連載・特集

2019.09.18みすず野

 消費増税後、消費マインドが冷えて、消費が落ち込むのはいつものことだが、加えて心配な数値が出された。内閣府が先週発表した8月の景気ウオッチャー調査で、製造業の景況感が急速に冷え込んでいる、というのだ◆その指数は、東日本大震災直後の2011年5月以来の低い水準とか。冷え込み要因は米中貿易摩擦と、日韓関係の悪化。市民タイムスが半年ごとに実施している経済アンケートでも、ことし上半期(1~6月)の製造業など企業の業況判断は、前回よりだいぶ悪化した。

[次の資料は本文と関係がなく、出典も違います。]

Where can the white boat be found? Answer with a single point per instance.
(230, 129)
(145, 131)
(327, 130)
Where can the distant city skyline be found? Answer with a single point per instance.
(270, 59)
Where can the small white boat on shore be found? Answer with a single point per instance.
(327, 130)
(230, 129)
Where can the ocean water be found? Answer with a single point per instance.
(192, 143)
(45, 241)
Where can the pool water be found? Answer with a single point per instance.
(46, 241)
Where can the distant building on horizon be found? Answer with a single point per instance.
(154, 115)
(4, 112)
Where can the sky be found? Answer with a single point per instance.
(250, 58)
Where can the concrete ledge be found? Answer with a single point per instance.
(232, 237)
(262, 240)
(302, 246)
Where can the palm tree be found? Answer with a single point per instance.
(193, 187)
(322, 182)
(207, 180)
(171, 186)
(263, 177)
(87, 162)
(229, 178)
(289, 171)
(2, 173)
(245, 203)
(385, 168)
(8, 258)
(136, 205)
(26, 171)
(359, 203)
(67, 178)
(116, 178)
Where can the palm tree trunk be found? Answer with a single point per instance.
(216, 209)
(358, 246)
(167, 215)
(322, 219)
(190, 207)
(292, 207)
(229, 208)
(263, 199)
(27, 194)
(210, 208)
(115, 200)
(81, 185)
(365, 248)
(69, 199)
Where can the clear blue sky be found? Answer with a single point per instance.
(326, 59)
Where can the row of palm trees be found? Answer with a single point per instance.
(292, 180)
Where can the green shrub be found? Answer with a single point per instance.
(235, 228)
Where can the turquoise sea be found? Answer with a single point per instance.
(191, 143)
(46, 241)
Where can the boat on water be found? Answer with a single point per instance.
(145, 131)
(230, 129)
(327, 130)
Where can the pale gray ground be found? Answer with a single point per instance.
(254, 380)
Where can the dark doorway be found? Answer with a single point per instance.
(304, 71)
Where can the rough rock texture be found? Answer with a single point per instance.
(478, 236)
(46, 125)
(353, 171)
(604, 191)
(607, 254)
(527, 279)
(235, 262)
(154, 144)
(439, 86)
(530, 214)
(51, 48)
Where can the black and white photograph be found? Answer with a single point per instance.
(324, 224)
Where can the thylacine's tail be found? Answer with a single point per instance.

やはり、米中貿易摩擦の影響が大きく、中国向け受注が落ち込んでしまったようだ◆このままだと、冬のボーナスや来春の賃上げの動きが鈍る。そんななか、消費増税である。政府は軽減税率の導入、キャッシュレス決済に伴う還元策などで、消費の下支えに躍起とはいえ、製造業に勢いがなくなってしまうと、現役世代の財布のひもが絞まり、全体の消費意欲が失せる◆日銀松本支店の見通しは、増税前後で平準化させる施策によって、「影響は大きくない」とのことだが、本当のところはどうか。増税後の懸念材料、前回以上にあるように思える。